Rogers Heritage High School is a comprehensive public high school in Rogers, Arkansas for students in grades nine through twelve. Rogers Public Schools established the school in 2008. The first graduating class was in 2010.

== Curriculum ==
The assumed course of study at Rogers Heritage High School follows the Smart Core curriculum approved by the Arkansas Department of Education (ADE). Students complete regular courses and exams and may select to take Advanced Placement (AP) coursework and exams, which may lead to college credit. The school is accredited by AdvancED. In 2012, Rogers Heritage was nationally recognized with the silver medalist award from U.S. News & World Report Best High Schools Report with a No. 5 ranking in Arkansas and No. 980 nationally.
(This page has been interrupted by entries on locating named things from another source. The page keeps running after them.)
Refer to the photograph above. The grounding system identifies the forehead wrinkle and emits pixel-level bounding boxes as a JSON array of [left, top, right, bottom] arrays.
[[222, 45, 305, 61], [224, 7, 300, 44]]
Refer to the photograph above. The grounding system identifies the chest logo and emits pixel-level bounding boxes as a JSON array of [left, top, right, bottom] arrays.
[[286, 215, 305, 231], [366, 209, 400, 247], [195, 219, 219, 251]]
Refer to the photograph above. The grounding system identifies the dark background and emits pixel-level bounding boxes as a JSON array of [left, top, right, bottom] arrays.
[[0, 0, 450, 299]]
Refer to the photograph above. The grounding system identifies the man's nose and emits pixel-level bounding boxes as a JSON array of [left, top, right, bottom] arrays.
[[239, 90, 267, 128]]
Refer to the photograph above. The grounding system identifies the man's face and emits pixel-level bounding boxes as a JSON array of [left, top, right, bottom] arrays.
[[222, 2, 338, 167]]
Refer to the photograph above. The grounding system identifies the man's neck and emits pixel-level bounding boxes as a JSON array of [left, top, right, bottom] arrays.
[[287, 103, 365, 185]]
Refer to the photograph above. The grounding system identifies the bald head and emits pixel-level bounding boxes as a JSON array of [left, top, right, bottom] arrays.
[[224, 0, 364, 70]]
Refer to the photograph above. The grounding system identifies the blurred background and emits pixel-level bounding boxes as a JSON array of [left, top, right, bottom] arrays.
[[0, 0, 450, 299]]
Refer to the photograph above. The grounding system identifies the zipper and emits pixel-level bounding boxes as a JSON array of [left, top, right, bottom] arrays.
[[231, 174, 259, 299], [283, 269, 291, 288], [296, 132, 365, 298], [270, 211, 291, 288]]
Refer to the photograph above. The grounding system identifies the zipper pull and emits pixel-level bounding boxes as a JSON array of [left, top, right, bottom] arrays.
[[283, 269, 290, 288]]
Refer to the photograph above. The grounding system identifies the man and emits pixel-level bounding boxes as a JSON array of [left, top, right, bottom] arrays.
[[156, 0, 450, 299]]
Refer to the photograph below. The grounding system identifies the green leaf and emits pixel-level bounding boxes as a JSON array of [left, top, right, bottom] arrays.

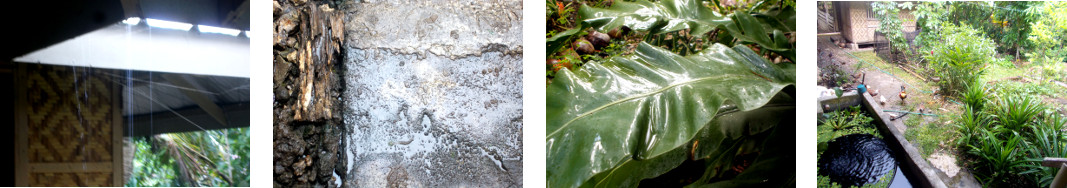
[[687, 113, 796, 187], [578, 0, 729, 35], [546, 24, 586, 57], [576, 0, 796, 62], [546, 43, 796, 187]]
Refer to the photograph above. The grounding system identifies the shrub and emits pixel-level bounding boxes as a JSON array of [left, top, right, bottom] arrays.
[[1020, 114, 1067, 187], [962, 80, 989, 111], [925, 25, 996, 95], [956, 108, 990, 147], [992, 95, 1045, 132]]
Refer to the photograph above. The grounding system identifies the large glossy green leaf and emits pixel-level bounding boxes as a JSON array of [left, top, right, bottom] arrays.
[[578, 0, 729, 35], [578, 0, 796, 60], [545, 24, 586, 57], [546, 43, 796, 187]]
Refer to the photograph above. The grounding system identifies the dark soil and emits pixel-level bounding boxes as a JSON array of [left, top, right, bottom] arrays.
[[273, 0, 346, 187]]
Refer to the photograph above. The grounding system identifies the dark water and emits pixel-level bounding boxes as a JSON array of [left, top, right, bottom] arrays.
[[889, 167, 911, 188], [818, 134, 903, 187]]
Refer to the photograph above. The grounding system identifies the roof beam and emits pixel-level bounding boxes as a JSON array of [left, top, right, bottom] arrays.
[[123, 103, 250, 137], [162, 74, 226, 126]]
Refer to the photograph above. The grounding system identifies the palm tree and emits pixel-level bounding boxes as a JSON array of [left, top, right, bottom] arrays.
[[127, 128, 249, 187]]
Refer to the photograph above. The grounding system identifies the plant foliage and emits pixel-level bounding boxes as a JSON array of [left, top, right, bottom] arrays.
[[925, 25, 996, 96], [578, 0, 796, 60], [126, 128, 250, 187]]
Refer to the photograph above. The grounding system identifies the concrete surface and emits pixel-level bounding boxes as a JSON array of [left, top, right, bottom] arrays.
[[340, 1, 523, 187]]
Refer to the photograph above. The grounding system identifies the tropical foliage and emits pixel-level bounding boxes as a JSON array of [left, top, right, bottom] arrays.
[[126, 128, 250, 187], [924, 25, 997, 96], [546, 0, 796, 82]]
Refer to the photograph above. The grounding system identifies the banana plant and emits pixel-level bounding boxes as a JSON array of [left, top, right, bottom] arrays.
[[545, 41, 796, 187]]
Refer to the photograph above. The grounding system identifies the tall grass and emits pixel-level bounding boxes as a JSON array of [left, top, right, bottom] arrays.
[[962, 79, 989, 111], [992, 95, 1046, 132], [968, 129, 1026, 186], [924, 25, 996, 96]]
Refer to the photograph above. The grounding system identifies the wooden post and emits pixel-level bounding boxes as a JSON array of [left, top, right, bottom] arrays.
[[15, 63, 30, 187]]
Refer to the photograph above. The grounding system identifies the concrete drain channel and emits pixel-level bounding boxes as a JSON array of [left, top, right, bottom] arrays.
[[337, 1, 523, 187]]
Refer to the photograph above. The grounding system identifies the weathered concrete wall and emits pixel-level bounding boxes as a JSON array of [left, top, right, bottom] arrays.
[[341, 1, 523, 187]]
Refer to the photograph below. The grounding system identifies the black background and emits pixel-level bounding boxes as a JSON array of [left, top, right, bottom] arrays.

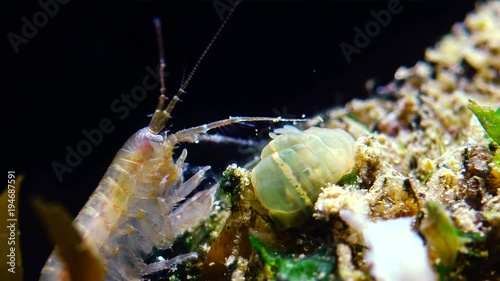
[[0, 0, 474, 280]]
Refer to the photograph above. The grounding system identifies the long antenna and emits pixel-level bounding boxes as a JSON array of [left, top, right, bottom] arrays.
[[149, 0, 241, 134]]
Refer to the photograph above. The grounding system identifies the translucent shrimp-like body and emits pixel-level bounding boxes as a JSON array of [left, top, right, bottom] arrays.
[[41, 128, 210, 280]]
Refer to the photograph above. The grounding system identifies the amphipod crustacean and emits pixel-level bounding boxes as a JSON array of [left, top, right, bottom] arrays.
[[40, 3, 305, 280]]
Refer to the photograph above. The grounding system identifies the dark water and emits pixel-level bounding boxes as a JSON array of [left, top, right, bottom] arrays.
[[0, 0, 474, 280]]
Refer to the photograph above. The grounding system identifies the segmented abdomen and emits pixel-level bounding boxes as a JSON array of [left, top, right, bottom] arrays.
[[252, 127, 354, 228], [41, 128, 191, 280]]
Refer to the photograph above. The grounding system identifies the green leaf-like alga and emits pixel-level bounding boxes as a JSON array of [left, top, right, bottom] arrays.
[[469, 101, 500, 144]]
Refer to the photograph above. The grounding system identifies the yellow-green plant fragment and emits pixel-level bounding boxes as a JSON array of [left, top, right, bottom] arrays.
[[32, 198, 105, 281], [469, 101, 500, 144], [0, 173, 23, 281], [420, 202, 472, 280]]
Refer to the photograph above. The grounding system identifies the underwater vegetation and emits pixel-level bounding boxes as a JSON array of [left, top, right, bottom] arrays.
[[21, 2, 500, 280]]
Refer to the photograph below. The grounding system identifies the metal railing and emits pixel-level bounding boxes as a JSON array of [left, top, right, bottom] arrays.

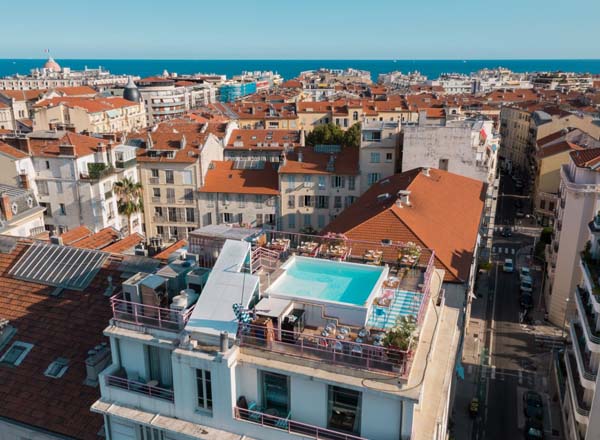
[[105, 375, 175, 402], [110, 292, 194, 331], [238, 324, 412, 377], [233, 406, 366, 440]]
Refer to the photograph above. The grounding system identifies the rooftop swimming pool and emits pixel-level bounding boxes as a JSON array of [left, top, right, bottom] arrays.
[[267, 256, 387, 307]]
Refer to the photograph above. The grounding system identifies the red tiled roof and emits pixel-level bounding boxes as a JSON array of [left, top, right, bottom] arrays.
[[323, 168, 486, 282], [73, 226, 119, 249], [279, 147, 359, 176], [102, 232, 144, 254], [29, 132, 107, 157], [0, 240, 120, 440], [61, 225, 93, 245], [0, 141, 28, 159], [152, 240, 187, 260], [199, 161, 279, 195], [570, 148, 600, 169], [225, 129, 300, 150]]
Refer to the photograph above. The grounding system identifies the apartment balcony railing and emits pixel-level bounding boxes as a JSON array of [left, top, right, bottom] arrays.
[[104, 375, 175, 402], [110, 292, 194, 332], [575, 286, 600, 352], [570, 321, 597, 390], [239, 324, 412, 377], [234, 407, 366, 440], [565, 351, 590, 423]]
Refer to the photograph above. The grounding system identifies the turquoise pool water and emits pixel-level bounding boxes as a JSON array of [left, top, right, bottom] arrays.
[[267, 257, 384, 306]]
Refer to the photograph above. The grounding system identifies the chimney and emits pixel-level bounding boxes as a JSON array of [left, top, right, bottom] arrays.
[[2, 193, 12, 220], [58, 144, 75, 156], [398, 190, 410, 206]]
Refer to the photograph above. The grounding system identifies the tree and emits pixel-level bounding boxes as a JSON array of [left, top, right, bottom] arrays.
[[344, 122, 360, 148], [113, 177, 144, 235]]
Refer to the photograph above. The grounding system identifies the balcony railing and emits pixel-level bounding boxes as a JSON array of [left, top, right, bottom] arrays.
[[571, 321, 597, 388], [105, 375, 175, 402], [565, 351, 590, 417], [234, 407, 366, 440], [110, 292, 194, 331], [238, 324, 412, 377], [575, 286, 600, 345]]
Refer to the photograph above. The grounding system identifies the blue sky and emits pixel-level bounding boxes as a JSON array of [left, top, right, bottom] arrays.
[[0, 0, 600, 59]]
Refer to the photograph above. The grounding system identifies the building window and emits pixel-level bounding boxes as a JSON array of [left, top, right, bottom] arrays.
[[196, 370, 212, 411], [260, 371, 290, 417], [348, 176, 356, 191], [0, 341, 33, 367], [333, 196, 342, 209], [331, 176, 345, 188], [367, 173, 380, 186], [318, 176, 326, 189], [317, 214, 325, 229], [185, 208, 196, 223], [327, 385, 361, 434]]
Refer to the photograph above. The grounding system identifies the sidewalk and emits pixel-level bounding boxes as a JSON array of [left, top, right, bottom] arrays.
[[451, 273, 494, 440]]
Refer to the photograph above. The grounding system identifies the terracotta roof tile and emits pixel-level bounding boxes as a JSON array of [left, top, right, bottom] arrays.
[[324, 168, 486, 282], [0, 240, 120, 440]]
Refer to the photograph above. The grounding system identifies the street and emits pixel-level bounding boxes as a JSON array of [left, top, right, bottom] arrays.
[[453, 172, 561, 440]]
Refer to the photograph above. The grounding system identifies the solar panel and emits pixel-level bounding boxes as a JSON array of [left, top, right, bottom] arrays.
[[9, 243, 109, 290], [0, 235, 17, 254]]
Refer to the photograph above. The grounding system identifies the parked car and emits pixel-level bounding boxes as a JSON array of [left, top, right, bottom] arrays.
[[525, 419, 544, 440], [523, 390, 544, 420], [519, 292, 533, 310], [519, 266, 531, 280], [519, 276, 533, 293]]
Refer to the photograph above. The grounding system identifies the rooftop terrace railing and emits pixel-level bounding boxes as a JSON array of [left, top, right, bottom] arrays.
[[234, 406, 367, 440], [110, 292, 194, 331], [238, 324, 412, 377]]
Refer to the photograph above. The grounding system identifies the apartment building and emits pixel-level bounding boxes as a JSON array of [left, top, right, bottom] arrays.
[[359, 122, 400, 192], [224, 129, 304, 162], [198, 162, 279, 229], [92, 223, 458, 440], [532, 128, 600, 225], [137, 77, 216, 125], [33, 97, 146, 134], [0, 131, 142, 233], [279, 145, 361, 232], [544, 148, 600, 326], [127, 118, 233, 242]]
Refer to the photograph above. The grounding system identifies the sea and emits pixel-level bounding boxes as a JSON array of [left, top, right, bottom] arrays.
[[0, 59, 600, 81]]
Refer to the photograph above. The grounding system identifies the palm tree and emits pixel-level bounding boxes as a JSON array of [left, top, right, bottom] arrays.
[[113, 177, 144, 235]]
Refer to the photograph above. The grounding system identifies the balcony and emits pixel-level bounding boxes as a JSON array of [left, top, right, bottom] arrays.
[[104, 368, 175, 402], [570, 321, 597, 390], [234, 407, 367, 440], [575, 286, 600, 353], [239, 325, 412, 377], [565, 351, 590, 425], [110, 292, 194, 332]]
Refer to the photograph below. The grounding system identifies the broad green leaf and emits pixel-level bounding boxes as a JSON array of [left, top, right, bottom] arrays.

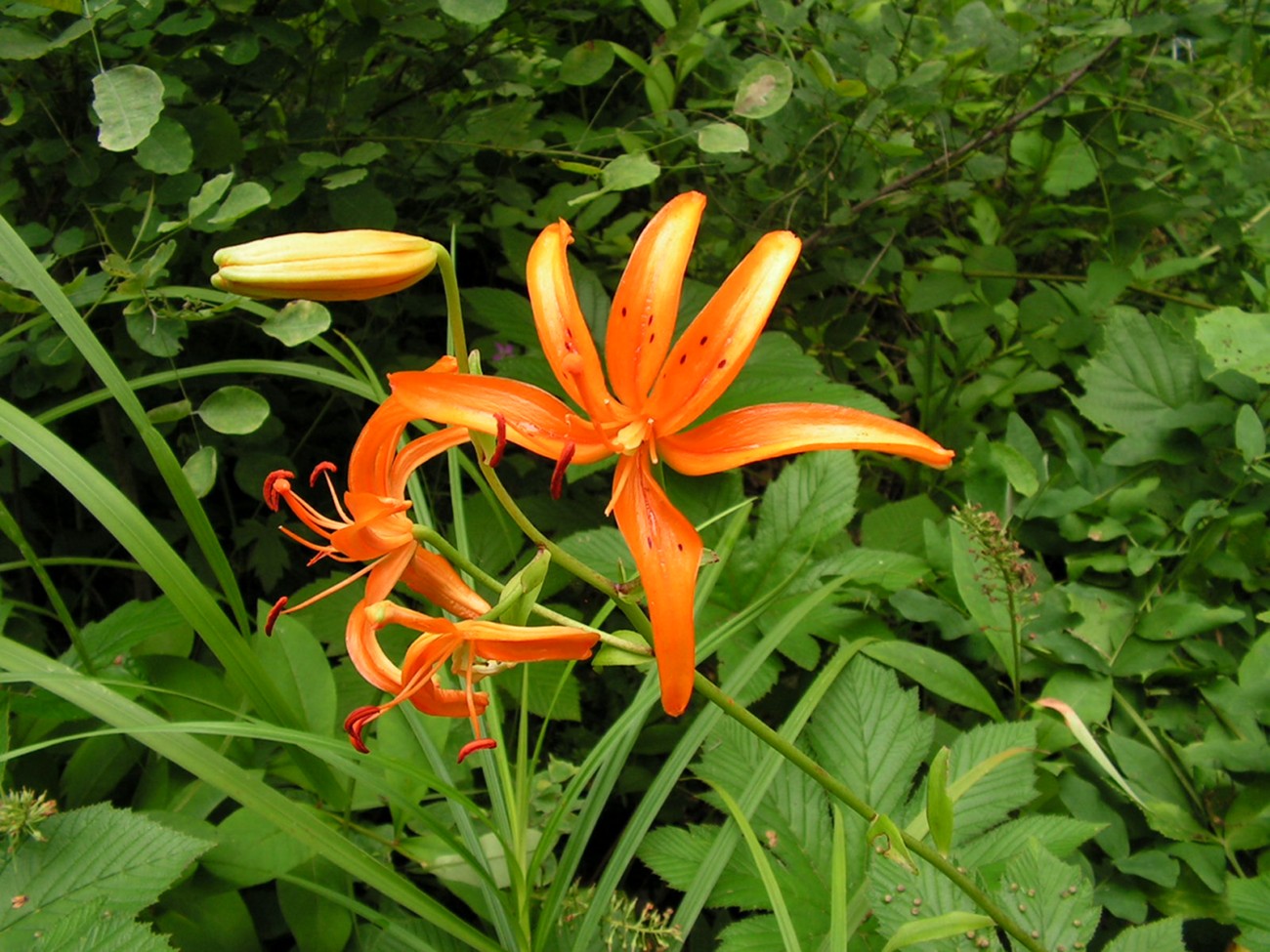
[[202, 807, 314, 889], [207, 182, 270, 228], [278, 858, 356, 952], [600, 152, 661, 191], [732, 60, 794, 119], [1195, 308, 1270, 384], [864, 642, 1004, 721], [136, 115, 194, 175], [195, 384, 270, 435], [181, 447, 217, 499], [440, 0, 507, 26], [881, 911, 994, 952], [0, 804, 211, 948], [560, 39, 614, 86], [93, 63, 162, 152], [698, 122, 749, 153], [261, 301, 330, 347], [1104, 917, 1186, 952]]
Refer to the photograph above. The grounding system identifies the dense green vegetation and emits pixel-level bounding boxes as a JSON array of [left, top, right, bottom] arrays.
[[0, 0, 1270, 952]]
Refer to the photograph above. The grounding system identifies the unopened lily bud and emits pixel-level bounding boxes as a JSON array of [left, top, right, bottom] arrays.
[[212, 228, 437, 301]]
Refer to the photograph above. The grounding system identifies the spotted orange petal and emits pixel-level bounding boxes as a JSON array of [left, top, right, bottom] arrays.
[[614, 453, 703, 715], [645, 231, 803, 438], [656, 403, 955, 476], [605, 191, 706, 407]]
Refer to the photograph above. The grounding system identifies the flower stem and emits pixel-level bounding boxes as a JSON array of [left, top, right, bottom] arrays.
[[432, 241, 471, 373], [695, 672, 1045, 952]]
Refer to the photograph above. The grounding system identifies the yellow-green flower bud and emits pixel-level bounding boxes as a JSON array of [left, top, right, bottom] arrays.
[[212, 228, 437, 301]]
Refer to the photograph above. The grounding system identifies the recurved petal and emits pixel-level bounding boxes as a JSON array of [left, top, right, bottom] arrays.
[[348, 355, 466, 498], [525, 221, 613, 420], [614, 453, 702, 715], [385, 371, 613, 464], [344, 600, 402, 694], [605, 191, 706, 407], [458, 621, 600, 661], [403, 546, 489, 618], [645, 231, 803, 436], [656, 403, 955, 476]]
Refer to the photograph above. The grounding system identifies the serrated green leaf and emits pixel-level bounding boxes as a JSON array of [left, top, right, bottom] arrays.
[[997, 841, 1102, 949], [0, 804, 211, 948], [1074, 313, 1206, 433], [1195, 308, 1270, 384], [195, 384, 270, 435], [261, 301, 330, 347], [1102, 917, 1186, 952], [863, 642, 1004, 721], [202, 807, 314, 889], [93, 63, 162, 152]]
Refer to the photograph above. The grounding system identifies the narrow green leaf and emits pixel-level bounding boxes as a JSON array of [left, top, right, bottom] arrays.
[[881, 911, 995, 952], [926, 748, 952, 855]]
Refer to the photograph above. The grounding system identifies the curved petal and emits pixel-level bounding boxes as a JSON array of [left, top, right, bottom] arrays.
[[656, 403, 955, 476], [348, 355, 458, 496], [644, 231, 803, 439], [344, 600, 402, 694], [385, 371, 613, 464], [525, 221, 613, 420], [401, 546, 489, 618], [458, 622, 600, 661], [614, 453, 702, 715], [605, 191, 706, 407]]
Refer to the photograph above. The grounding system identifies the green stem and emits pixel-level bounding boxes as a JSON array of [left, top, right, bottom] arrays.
[[432, 241, 471, 373], [695, 672, 1046, 952]]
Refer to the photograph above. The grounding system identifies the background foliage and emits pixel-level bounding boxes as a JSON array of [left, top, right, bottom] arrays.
[[0, 0, 1270, 952]]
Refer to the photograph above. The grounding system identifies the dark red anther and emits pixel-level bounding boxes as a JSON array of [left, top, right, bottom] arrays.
[[344, 705, 380, 754], [458, 737, 498, 763], [489, 414, 507, 466], [551, 440, 578, 499], [264, 596, 289, 635], [309, 460, 339, 487], [264, 470, 296, 512]]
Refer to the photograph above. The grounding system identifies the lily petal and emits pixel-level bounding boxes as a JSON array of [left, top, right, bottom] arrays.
[[401, 546, 489, 618], [656, 403, 955, 476], [644, 231, 803, 439], [605, 191, 706, 407], [385, 371, 613, 464], [525, 221, 613, 420], [614, 453, 703, 716]]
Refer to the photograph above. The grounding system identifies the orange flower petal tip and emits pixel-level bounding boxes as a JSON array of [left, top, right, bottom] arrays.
[[212, 228, 437, 301]]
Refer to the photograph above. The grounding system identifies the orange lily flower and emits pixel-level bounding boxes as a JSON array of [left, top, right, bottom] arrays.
[[264, 383, 489, 632], [389, 191, 953, 715], [344, 600, 600, 763]]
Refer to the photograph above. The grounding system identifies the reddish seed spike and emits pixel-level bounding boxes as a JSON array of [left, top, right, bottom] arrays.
[[458, 737, 498, 763], [264, 596, 289, 635], [551, 440, 578, 499], [309, 460, 339, 489], [489, 414, 507, 466], [264, 470, 296, 512]]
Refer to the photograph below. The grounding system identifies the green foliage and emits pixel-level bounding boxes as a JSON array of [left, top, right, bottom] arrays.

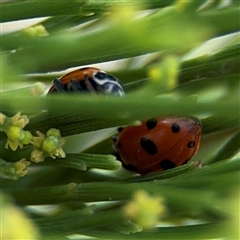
[[0, 0, 240, 239]]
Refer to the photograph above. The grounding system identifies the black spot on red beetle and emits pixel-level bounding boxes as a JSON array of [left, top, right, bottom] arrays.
[[187, 141, 195, 148], [191, 116, 202, 127], [95, 72, 107, 80], [172, 123, 180, 133], [117, 142, 122, 148], [182, 158, 191, 165], [146, 118, 157, 131], [123, 164, 138, 172], [140, 137, 158, 155], [118, 127, 123, 132], [159, 159, 176, 170]]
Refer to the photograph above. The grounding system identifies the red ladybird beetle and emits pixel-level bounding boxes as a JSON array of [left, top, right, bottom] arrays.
[[48, 67, 125, 96], [115, 117, 202, 174]]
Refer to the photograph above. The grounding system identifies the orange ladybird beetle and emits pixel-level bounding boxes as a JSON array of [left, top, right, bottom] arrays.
[[115, 117, 202, 174], [48, 67, 125, 96]]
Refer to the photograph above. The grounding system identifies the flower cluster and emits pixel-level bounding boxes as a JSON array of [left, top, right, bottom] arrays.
[[124, 190, 166, 229], [0, 112, 66, 179], [0, 112, 32, 151], [31, 128, 66, 163]]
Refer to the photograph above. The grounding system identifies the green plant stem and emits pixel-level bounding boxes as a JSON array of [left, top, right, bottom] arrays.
[[5, 160, 240, 205], [79, 222, 232, 240], [44, 153, 121, 171], [35, 209, 123, 235]]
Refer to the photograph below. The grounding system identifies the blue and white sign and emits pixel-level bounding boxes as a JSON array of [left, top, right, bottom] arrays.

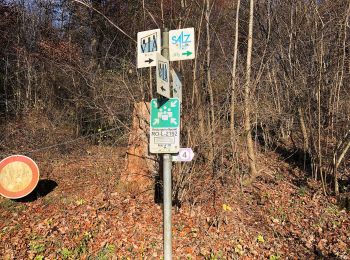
[[172, 148, 194, 162], [137, 29, 161, 68], [156, 53, 170, 98], [169, 28, 195, 61]]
== Extracurricular activities ==
Rogers Heritage War Eagles compete in interscholastic competition at the state's largest classification level (7A) in the 7A West Conference administered by the Arkansas Activities Association (AAA). Activities include baseball, basketball (boys/girls), bowling (boys/girls), competitive cheer, cheer, cross country (boys/girls), competitive dance, dance, debate, football, golf, (boys/girls), quiz bowl, soccer (boys/girls), softball, speech, swimming (boys/girls), tennis (boys/girls), track (boys/girls), volleyball and wrestling.

In 2010, the wrestling team won the 7A State State Wrestling Championships. Students in debate compete at events sponsored by the International Public Debate Association.

==Feeder patterns==
The following elementary schools feed into Rogers Heritage: Eastside, Garfield, Grace Hill, Mathias, Northside, Reagan, Tillery, and Westside. Two middle schools, Lingle and Oakdale, feed into Rogers Heritage.